“On the general subject matter,” Rogers began, “I believe in the value of congressional investigations.... I think they have contributed a great deal to the success of our country, and I think that the executive branch of the Government has the responsibility to make the information available to congressional committees to the fullest extent that it is possible to do so.

“On the other hand,” Rogers went on, “I think that the history of the country has indicated that there are exceptions, and that those exceptions have been recognized by each administration throughout history. I do not think that there is any reason why there should be much general disagreement, and I think if we had a chance to discuss those things in detail that probably our views would be pretty much the same.”

Senator Kefauver asked Rogers about the use of “executive privilege” by officials of the so-called independent regulatory agencies.

“Well,” Rogers said, “I think that possibly there ought to be an even greater attempt made to give all the information to Congress possible, in those agencies.... I think you can make mistakes of judgment if you generalize too much on those things, and I think there has been a tendency to do that.

“I remember debating the subject with Russ Wiggins ... he and Mr. Clark Mollenhoff have been the leaders, and when you get down to it there is not too much in the way of fact. There has been a lot of general observation, but I would like to come up, if you do not mind, and discuss this at length with Senator Hennings’ subcommittee.”

I knew that Russ Wiggins was well informed on the specific instances of arbitrary withholding. I had tried to discuss a number of specific cases with Rogers but always found him unavailable. Additionally, Senator Hennings had found some difficulty in getting an agreement from Rogers to appear before his Judiciary subcommittee.

“I had not quite understood from your last letter,” Senator Hennings told the nominee, “that you were willing to appear before the Constitutional Rights Subcommittee. You did not say that you would not [appear], but I did not quite understand you to say that you would.”

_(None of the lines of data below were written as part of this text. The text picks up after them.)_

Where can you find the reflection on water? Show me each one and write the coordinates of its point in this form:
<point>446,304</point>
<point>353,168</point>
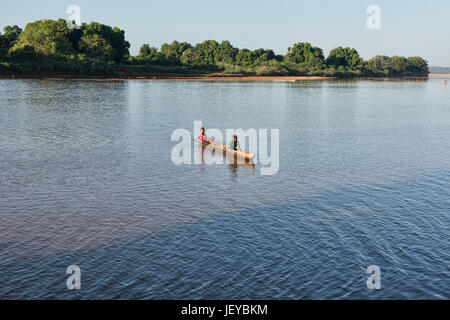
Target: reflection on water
<point>86,177</point>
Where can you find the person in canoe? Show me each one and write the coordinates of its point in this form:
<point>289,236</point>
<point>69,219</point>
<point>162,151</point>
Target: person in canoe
<point>203,136</point>
<point>234,144</point>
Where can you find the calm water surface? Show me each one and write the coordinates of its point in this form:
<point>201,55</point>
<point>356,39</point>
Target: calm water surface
<point>86,178</point>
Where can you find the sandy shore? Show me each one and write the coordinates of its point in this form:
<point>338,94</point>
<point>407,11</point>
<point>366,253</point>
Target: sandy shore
<point>174,78</point>
<point>434,75</point>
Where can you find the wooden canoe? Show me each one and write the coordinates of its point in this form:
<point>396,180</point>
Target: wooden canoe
<point>220,147</point>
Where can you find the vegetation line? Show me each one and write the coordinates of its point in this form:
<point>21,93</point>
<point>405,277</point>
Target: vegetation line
<point>49,47</point>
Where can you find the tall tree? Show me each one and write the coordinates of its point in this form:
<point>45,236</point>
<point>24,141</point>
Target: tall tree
<point>305,55</point>
<point>48,37</point>
<point>346,57</point>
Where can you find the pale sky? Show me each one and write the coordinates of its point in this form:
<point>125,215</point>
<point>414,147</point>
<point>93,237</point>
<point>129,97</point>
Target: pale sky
<point>408,28</point>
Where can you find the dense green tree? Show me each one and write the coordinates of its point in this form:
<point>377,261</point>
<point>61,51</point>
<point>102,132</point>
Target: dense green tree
<point>379,65</point>
<point>418,66</point>
<point>305,55</point>
<point>48,37</point>
<point>398,65</point>
<point>245,57</point>
<point>346,57</point>
<point>113,36</point>
<point>147,53</point>
<point>225,53</point>
<point>9,37</point>
<point>95,46</point>
<point>175,49</point>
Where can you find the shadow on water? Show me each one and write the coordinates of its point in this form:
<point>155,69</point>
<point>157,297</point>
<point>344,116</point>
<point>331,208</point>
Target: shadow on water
<point>313,247</point>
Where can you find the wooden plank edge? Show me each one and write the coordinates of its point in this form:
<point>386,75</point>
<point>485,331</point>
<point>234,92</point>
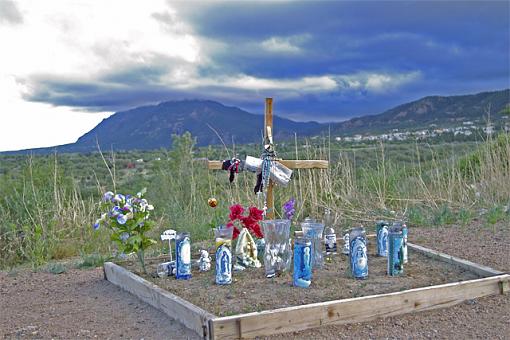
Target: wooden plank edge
<point>190,315</point>
<point>292,164</point>
<point>471,266</point>
<point>297,318</point>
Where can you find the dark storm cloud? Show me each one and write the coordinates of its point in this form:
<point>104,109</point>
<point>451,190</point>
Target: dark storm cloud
<point>9,13</point>
<point>423,48</point>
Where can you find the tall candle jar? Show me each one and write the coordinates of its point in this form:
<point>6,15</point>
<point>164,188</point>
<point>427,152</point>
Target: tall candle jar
<point>183,256</point>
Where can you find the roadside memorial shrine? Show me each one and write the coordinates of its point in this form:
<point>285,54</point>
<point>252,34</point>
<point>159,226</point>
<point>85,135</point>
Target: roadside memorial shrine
<point>288,286</point>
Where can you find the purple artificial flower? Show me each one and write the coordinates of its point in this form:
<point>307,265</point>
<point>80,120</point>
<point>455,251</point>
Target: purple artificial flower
<point>124,236</point>
<point>119,198</point>
<point>121,219</point>
<point>107,197</point>
<point>97,224</point>
<point>115,212</point>
<point>288,208</point>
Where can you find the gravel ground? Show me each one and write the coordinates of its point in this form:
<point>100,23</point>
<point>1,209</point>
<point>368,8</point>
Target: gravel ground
<point>80,304</point>
<point>251,291</point>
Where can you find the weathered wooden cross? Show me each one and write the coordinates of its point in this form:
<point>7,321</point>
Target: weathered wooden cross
<point>291,164</point>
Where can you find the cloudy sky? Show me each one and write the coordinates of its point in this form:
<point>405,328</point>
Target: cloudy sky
<point>67,64</point>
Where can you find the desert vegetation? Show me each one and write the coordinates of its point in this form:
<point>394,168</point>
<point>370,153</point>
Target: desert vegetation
<point>50,202</point>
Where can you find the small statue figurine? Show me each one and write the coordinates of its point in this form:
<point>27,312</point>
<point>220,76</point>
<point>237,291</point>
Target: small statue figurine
<point>246,250</point>
<point>204,263</point>
<point>345,249</point>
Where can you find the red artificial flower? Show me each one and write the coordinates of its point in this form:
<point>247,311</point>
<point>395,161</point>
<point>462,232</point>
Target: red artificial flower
<point>250,222</point>
<point>256,214</point>
<point>236,212</point>
<point>236,231</point>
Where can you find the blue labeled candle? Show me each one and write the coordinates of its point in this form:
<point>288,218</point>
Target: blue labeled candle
<point>183,256</point>
<point>358,253</point>
<point>382,238</point>
<point>395,251</point>
<point>302,276</point>
<point>223,255</point>
<point>404,241</point>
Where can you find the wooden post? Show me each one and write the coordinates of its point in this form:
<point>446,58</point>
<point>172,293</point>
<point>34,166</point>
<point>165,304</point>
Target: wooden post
<point>268,136</point>
<point>291,164</point>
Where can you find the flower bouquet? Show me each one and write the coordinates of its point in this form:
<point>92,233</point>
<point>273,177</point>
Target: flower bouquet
<point>128,219</point>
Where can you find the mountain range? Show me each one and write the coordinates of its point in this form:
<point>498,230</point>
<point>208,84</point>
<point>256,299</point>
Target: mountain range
<point>151,127</point>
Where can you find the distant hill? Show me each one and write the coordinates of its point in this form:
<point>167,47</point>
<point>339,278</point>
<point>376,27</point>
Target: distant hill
<point>442,111</point>
<point>151,127</point>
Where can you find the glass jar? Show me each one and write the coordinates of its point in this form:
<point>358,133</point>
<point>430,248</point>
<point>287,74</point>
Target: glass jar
<point>223,254</point>
<point>313,231</point>
<point>277,250</point>
<point>358,253</point>
<point>302,276</point>
<point>183,256</point>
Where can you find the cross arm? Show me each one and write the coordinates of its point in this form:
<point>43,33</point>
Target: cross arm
<point>291,164</point>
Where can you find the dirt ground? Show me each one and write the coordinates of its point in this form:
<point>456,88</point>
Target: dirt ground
<point>251,291</point>
<point>80,304</point>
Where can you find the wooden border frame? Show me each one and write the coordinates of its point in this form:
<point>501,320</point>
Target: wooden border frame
<point>313,315</point>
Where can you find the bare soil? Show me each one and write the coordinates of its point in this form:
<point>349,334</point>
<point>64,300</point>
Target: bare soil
<point>81,304</point>
<point>251,291</point>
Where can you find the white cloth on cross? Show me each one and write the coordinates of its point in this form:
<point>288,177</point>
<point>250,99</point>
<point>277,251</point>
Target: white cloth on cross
<point>279,174</point>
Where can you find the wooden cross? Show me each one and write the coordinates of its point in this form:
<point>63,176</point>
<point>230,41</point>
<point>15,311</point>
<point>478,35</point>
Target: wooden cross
<point>291,164</point>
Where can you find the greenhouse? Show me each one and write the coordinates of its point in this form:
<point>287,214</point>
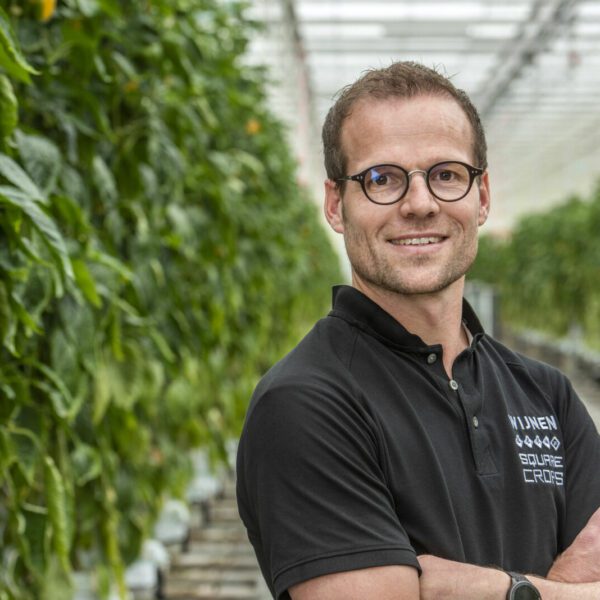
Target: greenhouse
<point>163,246</point>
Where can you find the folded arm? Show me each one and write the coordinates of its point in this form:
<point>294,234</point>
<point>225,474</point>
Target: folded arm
<point>574,575</point>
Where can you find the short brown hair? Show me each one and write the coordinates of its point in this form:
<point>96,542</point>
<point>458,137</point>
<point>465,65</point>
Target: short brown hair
<point>403,79</point>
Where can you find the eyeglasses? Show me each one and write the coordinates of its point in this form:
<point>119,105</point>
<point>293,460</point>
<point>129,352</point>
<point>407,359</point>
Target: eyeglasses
<point>385,184</point>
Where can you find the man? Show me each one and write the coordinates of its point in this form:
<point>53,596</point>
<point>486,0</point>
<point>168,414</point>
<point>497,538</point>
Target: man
<point>398,452</point>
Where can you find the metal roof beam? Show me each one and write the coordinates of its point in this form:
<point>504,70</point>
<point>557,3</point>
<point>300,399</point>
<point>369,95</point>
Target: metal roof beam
<point>544,23</point>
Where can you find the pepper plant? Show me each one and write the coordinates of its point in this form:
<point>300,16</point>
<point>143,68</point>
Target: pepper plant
<point>156,256</point>
<point>547,270</point>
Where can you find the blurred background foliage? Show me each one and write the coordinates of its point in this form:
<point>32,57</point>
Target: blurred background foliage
<point>156,256</point>
<point>548,270</point>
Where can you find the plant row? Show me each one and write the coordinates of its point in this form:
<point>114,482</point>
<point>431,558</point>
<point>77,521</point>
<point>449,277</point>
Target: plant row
<point>547,271</point>
<point>156,256</point>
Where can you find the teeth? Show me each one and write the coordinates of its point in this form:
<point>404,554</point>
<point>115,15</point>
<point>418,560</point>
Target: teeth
<point>416,241</point>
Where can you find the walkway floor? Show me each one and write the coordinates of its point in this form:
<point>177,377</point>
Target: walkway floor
<point>219,563</point>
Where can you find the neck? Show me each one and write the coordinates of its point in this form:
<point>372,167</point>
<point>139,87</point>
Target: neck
<point>436,318</point>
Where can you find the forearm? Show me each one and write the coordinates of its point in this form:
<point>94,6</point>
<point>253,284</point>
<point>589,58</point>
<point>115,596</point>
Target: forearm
<point>557,590</point>
<point>449,580</point>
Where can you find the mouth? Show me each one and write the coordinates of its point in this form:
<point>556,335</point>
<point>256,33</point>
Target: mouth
<point>417,241</point>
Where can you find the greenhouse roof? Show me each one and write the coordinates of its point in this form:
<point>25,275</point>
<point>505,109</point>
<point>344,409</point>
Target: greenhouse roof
<point>532,68</point>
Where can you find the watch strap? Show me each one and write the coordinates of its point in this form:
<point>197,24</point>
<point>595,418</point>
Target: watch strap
<point>516,578</point>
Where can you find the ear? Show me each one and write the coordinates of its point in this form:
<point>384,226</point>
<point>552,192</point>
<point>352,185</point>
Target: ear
<point>484,198</point>
<point>333,206</point>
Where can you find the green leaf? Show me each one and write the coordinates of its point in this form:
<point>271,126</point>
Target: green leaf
<point>63,402</point>
<point>41,158</point>
<point>162,345</point>
<point>87,464</point>
<point>57,512</point>
<point>7,452</point>
<point>102,391</point>
<point>11,58</point>
<point>26,445</point>
<point>23,315</point>
<point>104,180</point>
<point>17,176</point>
<point>5,314</point>
<point>9,108</point>
<point>42,223</point>
<point>35,532</point>
<point>86,283</point>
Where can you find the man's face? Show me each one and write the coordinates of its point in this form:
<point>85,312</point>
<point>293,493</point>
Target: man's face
<point>414,133</point>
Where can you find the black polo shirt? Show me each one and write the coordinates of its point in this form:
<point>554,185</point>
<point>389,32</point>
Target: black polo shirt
<point>359,451</point>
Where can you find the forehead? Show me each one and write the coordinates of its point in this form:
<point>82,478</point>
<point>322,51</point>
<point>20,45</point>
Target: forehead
<point>429,125</point>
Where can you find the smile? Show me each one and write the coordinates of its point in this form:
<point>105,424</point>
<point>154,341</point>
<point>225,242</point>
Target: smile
<point>417,241</point>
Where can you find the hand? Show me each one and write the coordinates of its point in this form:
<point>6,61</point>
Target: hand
<point>580,562</point>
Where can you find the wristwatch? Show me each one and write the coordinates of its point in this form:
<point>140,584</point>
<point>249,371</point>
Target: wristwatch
<point>521,588</point>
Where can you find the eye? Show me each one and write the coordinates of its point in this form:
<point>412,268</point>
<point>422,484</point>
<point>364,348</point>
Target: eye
<point>380,179</point>
<point>449,173</point>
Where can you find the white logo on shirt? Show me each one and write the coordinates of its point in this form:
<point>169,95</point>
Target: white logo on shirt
<point>534,439</point>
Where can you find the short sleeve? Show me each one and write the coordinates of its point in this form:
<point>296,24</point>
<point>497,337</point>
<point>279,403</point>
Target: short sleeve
<point>311,489</point>
<point>582,469</point>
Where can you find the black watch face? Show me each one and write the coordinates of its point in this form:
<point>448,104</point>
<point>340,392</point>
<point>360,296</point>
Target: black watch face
<point>525,590</point>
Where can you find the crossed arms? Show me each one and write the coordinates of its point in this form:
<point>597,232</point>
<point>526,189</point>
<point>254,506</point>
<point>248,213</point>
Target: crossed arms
<point>574,575</point>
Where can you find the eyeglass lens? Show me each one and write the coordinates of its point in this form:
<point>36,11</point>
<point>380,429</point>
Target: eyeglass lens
<point>387,183</point>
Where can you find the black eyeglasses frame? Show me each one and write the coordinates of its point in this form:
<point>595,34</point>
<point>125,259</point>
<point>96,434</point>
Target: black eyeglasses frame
<point>360,178</point>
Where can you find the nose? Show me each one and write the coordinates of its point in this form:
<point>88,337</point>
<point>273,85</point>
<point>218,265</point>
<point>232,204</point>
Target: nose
<point>418,201</point>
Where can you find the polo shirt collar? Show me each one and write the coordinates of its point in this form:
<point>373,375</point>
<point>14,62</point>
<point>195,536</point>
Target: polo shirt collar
<point>353,306</point>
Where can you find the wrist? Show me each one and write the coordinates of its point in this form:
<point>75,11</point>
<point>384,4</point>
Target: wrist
<point>522,588</point>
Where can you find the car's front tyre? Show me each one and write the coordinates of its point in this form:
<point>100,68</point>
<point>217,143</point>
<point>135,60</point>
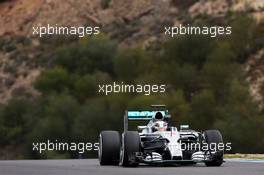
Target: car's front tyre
<point>130,146</point>
<point>109,148</point>
<point>214,137</point>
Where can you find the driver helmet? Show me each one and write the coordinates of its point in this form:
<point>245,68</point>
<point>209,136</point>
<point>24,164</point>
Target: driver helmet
<point>160,126</point>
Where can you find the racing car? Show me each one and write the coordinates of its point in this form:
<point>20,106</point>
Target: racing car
<point>158,142</point>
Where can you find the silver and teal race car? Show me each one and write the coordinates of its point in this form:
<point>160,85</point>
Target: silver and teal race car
<point>158,142</point>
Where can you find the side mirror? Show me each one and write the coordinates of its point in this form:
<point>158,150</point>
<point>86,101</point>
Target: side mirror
<point>184,127</point>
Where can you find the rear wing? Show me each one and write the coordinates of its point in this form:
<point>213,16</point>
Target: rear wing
<point>142,115</point>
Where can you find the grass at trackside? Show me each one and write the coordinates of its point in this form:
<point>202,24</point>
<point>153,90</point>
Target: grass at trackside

Rogers’ nomination was confirmed by the Senate, and by the time he appeared before the Hennings subcommittee six weeks later he had become the leading spokesman for the ultimate in secrecy under the claim of “executive privilege.” Rogers claimed that the executive branch of the government could properly refuse to give Congress any document that included any advice, recommendation, or conclusion. Although the Constitution says nothing about such a right, Rogers contended that the executive branch did have an “inherent right” to refuse to give testimony or produce records. He further contended that no law of Congress could force production of such records.

This in essence was the position he presented to the Constitutional Rights Subcommittee on March 6, 1958. In addition, smiling, back-patting Bill Rogers now also claimed that the so-called independent regulatory agencies—the FCC, ICC, SEC, CAB, FTC, and FPC—could exercise “executive privilege.” Such a position at the nomination hearing might have created serious problems on his confirmation, for at that time the House Legislative Oversight Subcommittee was engaged in the probe of White House and political influence on the regulatory agencies recounted in the foregoing chapter.

At issue when Rogers testified on March 6 was the question of whether the Congress should amend the “Housekeeping Statute” (5 U.S.C. 22) by stating that this statute covering custody of records could not be used as a justification for withholding records from Congress or the public. Rogers opposed the amendment but said that if it passed, it still could not interfere with the broad right he claimed under “executive privilege.”